DTM_SJER_df <- as.data.frame(DTM_SJER, xy = TRUE)

# DTM Hillshade
DTM_hill_SJER <- 
  rast("data/NEON-DS-Airborne-Remote-Sensing/SJER/DTM/SJER_dtmHill.tif")

# If you are getting an error, check your file path: 
# You might need change your file path to: 
# "data/2009586/NEON-DS-Airborne-Remote-Sensing/SJER/DTM/SJER_dtmHill.tif"

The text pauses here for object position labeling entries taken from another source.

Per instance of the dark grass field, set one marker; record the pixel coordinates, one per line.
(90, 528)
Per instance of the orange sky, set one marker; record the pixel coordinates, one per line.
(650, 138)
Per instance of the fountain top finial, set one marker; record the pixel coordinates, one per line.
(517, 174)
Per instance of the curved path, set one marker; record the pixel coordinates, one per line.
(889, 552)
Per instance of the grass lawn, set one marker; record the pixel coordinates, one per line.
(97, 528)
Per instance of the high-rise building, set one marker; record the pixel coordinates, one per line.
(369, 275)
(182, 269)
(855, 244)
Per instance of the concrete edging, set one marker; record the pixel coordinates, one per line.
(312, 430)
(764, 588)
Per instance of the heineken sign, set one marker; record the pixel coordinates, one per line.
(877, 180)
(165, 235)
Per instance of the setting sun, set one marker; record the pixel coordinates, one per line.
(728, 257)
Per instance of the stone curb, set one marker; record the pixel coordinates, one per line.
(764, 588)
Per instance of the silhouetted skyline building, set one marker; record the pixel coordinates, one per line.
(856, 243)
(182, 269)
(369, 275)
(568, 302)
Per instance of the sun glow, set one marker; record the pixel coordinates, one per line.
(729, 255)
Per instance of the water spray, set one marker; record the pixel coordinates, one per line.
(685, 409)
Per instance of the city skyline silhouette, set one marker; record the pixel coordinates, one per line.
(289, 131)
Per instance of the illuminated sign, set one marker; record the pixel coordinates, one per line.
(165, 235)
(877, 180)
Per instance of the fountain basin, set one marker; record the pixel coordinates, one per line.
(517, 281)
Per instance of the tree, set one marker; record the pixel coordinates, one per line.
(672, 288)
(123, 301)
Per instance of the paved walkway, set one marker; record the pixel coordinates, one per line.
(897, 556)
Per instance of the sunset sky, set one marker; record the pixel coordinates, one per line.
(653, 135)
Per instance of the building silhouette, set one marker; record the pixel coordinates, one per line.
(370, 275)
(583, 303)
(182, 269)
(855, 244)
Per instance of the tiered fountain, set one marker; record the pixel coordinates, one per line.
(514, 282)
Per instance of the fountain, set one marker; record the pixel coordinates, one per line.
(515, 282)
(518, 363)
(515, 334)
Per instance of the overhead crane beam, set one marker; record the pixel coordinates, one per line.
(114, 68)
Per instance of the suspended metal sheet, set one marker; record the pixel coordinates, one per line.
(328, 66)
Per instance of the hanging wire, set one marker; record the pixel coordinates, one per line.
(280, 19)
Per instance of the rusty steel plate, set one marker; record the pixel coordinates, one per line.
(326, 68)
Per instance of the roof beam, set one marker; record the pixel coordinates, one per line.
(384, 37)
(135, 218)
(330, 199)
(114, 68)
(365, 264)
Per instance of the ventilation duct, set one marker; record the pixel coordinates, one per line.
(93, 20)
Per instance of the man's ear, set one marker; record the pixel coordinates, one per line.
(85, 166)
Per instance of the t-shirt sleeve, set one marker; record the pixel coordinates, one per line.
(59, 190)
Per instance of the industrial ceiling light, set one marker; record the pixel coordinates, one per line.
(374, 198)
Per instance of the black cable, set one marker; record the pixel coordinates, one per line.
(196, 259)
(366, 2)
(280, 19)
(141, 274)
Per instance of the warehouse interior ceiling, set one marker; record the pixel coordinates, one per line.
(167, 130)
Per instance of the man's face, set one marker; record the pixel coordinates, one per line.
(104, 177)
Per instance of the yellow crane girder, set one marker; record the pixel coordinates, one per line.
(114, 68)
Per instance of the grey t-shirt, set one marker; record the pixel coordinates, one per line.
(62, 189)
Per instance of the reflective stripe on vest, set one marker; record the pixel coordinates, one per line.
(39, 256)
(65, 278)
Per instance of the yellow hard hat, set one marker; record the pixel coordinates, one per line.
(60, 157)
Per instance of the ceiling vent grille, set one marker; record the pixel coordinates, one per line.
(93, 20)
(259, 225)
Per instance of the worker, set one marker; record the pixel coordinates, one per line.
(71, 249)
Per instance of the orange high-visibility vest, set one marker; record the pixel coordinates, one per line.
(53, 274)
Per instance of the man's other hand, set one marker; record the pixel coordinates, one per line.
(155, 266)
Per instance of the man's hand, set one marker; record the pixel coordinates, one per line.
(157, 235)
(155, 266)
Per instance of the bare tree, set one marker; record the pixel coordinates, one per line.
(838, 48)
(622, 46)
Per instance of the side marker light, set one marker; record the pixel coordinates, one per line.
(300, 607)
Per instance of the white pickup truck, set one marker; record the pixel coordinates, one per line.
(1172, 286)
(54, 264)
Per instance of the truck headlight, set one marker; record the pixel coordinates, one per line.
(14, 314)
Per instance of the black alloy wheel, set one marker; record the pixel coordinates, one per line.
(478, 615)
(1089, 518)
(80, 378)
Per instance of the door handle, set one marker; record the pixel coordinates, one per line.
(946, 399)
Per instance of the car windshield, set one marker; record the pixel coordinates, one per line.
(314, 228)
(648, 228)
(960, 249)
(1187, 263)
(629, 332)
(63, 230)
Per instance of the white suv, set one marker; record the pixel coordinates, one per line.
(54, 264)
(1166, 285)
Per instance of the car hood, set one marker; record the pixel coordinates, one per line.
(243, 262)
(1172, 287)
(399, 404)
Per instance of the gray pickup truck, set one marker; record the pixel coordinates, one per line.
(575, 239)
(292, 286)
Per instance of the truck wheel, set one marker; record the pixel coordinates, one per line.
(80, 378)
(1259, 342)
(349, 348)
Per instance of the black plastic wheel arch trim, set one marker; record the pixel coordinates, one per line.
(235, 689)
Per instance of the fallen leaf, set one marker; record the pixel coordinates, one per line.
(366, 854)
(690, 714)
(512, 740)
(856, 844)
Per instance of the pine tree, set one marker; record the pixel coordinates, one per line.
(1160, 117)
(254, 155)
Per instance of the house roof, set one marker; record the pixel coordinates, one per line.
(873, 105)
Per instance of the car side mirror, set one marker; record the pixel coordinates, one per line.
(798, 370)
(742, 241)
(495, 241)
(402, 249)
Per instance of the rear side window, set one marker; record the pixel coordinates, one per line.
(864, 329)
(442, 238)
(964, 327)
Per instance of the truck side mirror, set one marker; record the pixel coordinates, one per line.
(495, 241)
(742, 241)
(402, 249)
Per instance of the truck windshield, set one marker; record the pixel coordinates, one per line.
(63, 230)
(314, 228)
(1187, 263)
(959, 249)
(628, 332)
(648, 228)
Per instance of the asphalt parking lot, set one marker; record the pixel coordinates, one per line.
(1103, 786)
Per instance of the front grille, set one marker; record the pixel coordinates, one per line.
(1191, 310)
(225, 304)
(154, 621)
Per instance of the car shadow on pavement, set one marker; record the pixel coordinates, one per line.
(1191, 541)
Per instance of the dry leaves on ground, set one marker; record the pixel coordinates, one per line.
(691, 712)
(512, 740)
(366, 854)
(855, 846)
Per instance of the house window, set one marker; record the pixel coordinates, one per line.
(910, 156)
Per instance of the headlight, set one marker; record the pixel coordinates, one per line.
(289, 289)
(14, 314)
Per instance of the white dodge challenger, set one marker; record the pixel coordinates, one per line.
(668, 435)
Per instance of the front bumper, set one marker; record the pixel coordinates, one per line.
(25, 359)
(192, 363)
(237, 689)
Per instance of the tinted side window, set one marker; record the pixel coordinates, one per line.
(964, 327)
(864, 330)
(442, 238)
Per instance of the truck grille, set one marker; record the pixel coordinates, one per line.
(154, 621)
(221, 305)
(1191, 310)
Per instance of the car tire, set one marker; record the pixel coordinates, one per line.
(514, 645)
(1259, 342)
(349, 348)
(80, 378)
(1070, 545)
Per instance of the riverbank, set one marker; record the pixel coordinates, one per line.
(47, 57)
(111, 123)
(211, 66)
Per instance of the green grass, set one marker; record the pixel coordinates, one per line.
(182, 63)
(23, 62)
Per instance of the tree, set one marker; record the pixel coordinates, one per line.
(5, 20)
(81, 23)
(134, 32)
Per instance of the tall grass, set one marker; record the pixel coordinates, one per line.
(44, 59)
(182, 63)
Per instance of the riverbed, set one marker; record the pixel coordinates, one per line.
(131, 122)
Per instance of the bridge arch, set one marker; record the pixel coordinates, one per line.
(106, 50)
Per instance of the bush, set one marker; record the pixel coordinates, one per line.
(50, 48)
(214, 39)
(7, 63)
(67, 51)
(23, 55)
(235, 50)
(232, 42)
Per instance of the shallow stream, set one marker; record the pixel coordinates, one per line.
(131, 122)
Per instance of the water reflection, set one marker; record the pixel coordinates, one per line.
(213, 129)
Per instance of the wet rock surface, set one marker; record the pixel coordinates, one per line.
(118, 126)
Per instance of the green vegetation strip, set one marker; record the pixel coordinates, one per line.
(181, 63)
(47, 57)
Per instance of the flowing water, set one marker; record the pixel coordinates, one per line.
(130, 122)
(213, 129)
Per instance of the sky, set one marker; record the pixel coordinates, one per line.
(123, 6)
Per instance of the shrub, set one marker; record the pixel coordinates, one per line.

DTM_hill_SJER_df <- as.data.frame(DTM_hill_SJER, xy = TRUE)

ggplot() +
    geom_raster(data = DTM_SJER_df,
                mapping = aes(x = x, y = y,
                              fill = SJER_dtmCrop),
                              alpha = 2.0) +
    geom_raster(data = DTM_hill_SJER_df,
                mapping = aes(x = x, y = y,
                              alpha = SJER_dtmHill)) +
    scale_fill_viridis_c() +
    scale_alpha(range = c(0.4, 0.7), guide = "none") +
    labs(x = NULL, 
         y = NULL, 
         title = "DTM with Hillshade") +
    coord_quickmap()

Key Points

  • Continuous data ranges can be grouped into categories using mutate() and cut().
  • Use built-in terrain.colors() or set your preferred color scheme manually.
  • Layer rasters on top of one another by using the alpha aesthetic.